Los aribamias son animales chatos, monstruosos, de cuatro patas, cabeza y garras de tigre, fauces enormes y cuerpo de indio. Con semejantes características fácil es suponer el terror que inspiran; en realidad, se alimentan de hombres vivos, cangrejos y otros animales, y cuando no los logran obtener, sacan los cadáveres frescos de las tumbas y se los comen.

En las noches oscuras se les oye gritar desaforadamente en lo más profundo de las montañas y son tan ágiles que de un solo brinco pueden saltar ríos como el Atrato; viven en los parajes más sombríos de la selva o en lugares más solitarios y no se les debe herir porque, a más de no morir, de cada gota de sangre que caiga en la tierra saldrá otro aribamia; cuando por cualquier circunstancia suceda lo anterior, es necesario echar agua caliente encima lo más pronto posible; así se evita su reproducción.  

Muchos indígenas anhelan convertirse en aribamias después de muertos; para ello toman jugo de las hojas del bucú o del güiban colorados; quien esto ha hecho empieza a cubrirse de pelos cuando entra en agonía y a los quince días de haber muerto empieza a salir de su tumba una espumita blanca y vaporosa que se eleva poco a poco, y de un momento a otro se convierte en aribamia. Lo anterior se puede comprobar visitando la tumba; la encuentran abierta y vacía.
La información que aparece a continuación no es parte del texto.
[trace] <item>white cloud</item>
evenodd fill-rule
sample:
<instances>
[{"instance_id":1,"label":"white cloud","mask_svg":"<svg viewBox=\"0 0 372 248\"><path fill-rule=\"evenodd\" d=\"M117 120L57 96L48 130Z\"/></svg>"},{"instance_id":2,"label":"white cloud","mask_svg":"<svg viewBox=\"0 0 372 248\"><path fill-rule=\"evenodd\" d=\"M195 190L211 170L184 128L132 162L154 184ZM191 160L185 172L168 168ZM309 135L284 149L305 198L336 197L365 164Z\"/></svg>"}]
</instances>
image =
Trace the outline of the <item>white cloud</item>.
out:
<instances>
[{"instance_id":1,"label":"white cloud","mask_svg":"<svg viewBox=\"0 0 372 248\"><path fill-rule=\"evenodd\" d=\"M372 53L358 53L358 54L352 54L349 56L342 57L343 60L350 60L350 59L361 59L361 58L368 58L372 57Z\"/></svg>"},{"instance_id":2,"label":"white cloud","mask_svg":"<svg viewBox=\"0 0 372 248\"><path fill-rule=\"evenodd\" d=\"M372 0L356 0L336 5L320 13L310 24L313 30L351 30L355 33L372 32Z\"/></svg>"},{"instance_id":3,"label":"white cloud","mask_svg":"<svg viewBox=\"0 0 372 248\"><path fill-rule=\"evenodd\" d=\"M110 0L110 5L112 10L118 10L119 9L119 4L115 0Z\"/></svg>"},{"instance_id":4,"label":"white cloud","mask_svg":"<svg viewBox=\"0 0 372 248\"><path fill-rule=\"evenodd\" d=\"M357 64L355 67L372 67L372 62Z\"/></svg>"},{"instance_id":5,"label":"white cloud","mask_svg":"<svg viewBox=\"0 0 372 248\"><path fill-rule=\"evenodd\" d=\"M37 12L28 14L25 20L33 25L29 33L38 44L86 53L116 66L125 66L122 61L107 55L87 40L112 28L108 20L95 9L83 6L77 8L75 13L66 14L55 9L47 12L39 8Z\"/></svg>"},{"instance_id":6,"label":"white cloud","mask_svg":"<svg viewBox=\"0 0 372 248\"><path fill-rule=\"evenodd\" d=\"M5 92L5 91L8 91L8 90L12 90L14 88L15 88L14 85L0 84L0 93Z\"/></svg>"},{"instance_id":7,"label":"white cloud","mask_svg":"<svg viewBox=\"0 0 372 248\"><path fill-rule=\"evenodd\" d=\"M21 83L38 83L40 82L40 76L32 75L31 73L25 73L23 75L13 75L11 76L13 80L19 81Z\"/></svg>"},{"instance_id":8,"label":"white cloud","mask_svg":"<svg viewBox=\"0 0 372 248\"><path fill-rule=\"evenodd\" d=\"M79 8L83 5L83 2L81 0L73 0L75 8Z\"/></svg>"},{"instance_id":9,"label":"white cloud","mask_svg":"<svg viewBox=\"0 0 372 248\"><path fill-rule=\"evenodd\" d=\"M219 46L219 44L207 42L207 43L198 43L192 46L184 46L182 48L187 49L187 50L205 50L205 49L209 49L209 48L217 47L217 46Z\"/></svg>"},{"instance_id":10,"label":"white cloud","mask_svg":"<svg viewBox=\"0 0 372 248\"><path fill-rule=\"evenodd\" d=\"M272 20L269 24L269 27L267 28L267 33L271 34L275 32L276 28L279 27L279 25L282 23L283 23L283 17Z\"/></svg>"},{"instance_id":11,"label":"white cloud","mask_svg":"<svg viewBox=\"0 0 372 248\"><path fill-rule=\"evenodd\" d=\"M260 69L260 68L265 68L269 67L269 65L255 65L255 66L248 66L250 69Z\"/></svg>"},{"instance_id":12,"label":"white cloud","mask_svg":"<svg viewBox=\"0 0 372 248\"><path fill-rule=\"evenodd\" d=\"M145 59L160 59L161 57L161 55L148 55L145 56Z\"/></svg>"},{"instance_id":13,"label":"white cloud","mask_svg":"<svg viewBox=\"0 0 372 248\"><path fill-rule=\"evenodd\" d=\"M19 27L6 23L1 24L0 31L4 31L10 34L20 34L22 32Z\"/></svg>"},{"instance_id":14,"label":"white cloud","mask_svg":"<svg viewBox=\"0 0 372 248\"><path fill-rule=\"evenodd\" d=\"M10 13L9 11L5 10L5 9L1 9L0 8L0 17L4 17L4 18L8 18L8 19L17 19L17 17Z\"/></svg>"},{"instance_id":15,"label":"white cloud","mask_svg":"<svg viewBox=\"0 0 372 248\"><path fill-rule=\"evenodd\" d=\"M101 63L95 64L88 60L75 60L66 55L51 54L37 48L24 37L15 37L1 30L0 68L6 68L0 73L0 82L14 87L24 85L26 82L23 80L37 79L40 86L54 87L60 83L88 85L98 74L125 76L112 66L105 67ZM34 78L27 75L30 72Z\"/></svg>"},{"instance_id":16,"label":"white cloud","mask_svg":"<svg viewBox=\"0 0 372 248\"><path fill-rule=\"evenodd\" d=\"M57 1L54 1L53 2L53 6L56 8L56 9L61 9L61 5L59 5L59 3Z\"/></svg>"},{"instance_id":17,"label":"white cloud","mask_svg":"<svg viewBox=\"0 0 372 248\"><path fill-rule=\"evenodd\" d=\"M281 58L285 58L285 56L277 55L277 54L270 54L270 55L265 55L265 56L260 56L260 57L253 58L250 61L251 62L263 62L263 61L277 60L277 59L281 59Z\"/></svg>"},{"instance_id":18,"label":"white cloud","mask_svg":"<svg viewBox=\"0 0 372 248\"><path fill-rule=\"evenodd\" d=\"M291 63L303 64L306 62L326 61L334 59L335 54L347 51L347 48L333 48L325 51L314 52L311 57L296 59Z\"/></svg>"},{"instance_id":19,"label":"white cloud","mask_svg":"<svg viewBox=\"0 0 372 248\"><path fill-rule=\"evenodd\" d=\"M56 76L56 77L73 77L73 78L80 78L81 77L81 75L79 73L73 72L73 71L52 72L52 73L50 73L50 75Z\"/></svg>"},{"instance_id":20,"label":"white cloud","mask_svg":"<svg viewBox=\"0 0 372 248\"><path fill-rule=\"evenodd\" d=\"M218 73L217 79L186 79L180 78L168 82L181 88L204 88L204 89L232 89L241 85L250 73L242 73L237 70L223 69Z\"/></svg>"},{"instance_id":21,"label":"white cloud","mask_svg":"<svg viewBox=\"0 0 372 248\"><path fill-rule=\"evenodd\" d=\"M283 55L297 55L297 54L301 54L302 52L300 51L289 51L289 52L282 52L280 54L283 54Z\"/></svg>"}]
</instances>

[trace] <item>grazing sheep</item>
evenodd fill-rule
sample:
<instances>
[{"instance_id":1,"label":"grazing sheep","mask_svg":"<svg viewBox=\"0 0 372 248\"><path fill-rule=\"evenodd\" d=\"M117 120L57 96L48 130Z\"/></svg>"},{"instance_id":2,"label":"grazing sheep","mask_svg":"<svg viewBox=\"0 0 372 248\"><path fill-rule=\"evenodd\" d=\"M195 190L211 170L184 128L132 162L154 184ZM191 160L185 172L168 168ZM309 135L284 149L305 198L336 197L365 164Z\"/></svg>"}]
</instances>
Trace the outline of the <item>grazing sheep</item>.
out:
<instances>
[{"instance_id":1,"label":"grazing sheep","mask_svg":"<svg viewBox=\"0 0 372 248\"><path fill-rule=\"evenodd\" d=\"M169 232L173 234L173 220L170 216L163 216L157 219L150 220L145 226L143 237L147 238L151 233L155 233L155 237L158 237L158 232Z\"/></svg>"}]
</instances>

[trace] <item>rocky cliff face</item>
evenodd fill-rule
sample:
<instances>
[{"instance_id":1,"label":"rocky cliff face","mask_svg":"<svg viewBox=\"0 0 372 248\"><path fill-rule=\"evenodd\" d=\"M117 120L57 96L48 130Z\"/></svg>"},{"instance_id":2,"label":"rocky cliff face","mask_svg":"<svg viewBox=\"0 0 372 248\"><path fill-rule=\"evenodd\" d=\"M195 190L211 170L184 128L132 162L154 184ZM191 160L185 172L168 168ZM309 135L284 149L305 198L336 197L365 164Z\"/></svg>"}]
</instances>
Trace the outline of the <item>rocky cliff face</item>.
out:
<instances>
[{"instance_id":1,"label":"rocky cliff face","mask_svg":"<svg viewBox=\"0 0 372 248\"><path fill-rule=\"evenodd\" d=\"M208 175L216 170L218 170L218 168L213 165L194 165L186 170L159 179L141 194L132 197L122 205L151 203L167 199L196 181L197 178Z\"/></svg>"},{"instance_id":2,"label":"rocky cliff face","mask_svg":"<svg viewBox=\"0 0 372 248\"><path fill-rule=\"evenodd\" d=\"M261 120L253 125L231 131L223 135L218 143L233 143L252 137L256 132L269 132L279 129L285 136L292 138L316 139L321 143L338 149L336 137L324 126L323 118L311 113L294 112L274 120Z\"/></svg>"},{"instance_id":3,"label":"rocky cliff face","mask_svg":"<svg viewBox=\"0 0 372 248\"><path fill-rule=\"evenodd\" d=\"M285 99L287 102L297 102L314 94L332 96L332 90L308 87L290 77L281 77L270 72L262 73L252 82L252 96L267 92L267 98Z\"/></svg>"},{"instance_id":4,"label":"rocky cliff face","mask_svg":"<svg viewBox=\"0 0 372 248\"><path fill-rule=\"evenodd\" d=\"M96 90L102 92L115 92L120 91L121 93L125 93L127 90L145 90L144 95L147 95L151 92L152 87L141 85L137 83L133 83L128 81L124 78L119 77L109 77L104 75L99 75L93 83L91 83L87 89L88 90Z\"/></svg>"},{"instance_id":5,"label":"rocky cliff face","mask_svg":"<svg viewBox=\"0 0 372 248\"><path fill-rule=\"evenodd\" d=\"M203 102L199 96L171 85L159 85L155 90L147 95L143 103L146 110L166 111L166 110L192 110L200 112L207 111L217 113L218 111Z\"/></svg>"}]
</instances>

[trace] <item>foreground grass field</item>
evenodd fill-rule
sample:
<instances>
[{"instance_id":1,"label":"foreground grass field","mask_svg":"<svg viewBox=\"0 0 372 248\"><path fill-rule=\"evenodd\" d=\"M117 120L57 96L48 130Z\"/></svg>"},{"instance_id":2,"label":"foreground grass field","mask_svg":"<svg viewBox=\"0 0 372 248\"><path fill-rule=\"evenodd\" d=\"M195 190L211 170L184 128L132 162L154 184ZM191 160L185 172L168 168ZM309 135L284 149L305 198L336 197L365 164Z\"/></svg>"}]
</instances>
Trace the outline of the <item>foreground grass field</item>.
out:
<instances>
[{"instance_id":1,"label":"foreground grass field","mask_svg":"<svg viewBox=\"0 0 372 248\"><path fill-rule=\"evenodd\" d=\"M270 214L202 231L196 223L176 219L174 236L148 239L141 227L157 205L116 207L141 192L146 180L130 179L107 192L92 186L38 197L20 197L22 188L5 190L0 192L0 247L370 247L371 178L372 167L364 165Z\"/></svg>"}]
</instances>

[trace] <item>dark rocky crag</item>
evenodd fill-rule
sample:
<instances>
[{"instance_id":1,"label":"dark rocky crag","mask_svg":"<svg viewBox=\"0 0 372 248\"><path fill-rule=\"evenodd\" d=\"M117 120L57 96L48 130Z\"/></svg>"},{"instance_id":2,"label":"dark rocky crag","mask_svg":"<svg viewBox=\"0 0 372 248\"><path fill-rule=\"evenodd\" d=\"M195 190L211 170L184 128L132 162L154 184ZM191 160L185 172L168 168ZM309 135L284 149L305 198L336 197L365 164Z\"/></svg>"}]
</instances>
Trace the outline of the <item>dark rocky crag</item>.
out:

Para evitar que un Jaibaná –brujo- famoso por su maldad se convierta después de muerto en aribamia, se debe llevar su cadáver a la sepultura y traspasarle el cuero con un chuzo de macana, en tal forma que quede adherido a la tierra.

 

Se dice que sólo los Jaibanás saben cómo se puede matar los aribamias y quiénes pueden hacerlo, pero parece que hace muchos años no matan uno; cuando lo hagan, encontrarán en su vientre todas las manos y los pies de las personas que se han comido.